No doubt justice is to be quickly given to the litigants but that does not mean that the lisshould be disposed of at any rate even without looking into the merit of the matter and without recording the evidence in accordance with law. 14. I think it appropriate to set aside the judgments passed by the learned LA Judge and remand the case to the court of learned LA Judge for deciding the matter afresh affording opportunity to the parties to adduce evidence (oral/documentary) as they may desire. 15. Accordingly, in view of the discussions made above, the judgment and order dated 18.01.2009 passed in Misc. LA 01/2008 and Misc. LA 02/2008 are set aside. The cases are remanded back to the learned LA Judge. The appellants and the respondent No.1, i.e. the Superintendent of Archaeologist Department, Government of India are directed to appear before the learned LA Judge, Sonamura on 05.01.2017. The learned LA Judge, Sonamura is further directed to issue notice to the LA Collector, on receipt of the records back, to appear before the learned LA Judge.

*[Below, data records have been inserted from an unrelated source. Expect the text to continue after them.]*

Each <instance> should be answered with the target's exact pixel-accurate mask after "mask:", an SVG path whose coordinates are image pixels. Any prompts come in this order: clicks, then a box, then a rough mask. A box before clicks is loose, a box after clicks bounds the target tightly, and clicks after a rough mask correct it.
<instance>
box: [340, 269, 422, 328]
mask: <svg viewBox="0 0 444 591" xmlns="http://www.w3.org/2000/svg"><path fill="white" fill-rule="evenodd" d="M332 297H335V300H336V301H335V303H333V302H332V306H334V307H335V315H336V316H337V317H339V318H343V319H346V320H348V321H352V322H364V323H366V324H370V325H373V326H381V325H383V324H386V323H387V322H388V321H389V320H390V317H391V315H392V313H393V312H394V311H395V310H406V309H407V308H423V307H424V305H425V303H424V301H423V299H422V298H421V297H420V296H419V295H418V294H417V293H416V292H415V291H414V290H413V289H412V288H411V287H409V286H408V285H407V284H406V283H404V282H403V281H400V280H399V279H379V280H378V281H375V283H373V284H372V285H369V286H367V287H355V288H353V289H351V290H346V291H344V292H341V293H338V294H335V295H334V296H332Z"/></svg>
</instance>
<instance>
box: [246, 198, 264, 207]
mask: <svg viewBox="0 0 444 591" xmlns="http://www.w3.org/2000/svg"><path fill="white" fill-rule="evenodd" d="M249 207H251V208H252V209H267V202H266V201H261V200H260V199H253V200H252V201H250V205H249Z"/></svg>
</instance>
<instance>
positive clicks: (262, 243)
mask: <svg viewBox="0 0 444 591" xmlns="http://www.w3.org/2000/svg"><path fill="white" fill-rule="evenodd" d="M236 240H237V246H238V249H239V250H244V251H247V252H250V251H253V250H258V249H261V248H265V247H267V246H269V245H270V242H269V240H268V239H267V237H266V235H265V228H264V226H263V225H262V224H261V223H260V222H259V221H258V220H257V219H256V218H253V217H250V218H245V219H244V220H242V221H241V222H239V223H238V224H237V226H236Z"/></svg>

The learned LA Judge, Sonamura is also directed to dispose of both the references within three months from the date of receipt of the records. 16. It is made clear that the evidence already on record should remain and the learned LA Judge will be at liberty to read that evidence in addition to the evidence which the parties may adduce after remand. 17. With the aforesaid observations and directions, both the LA Appeals are accordingly disposed of. Send back the LCRs along with a copy this judgment.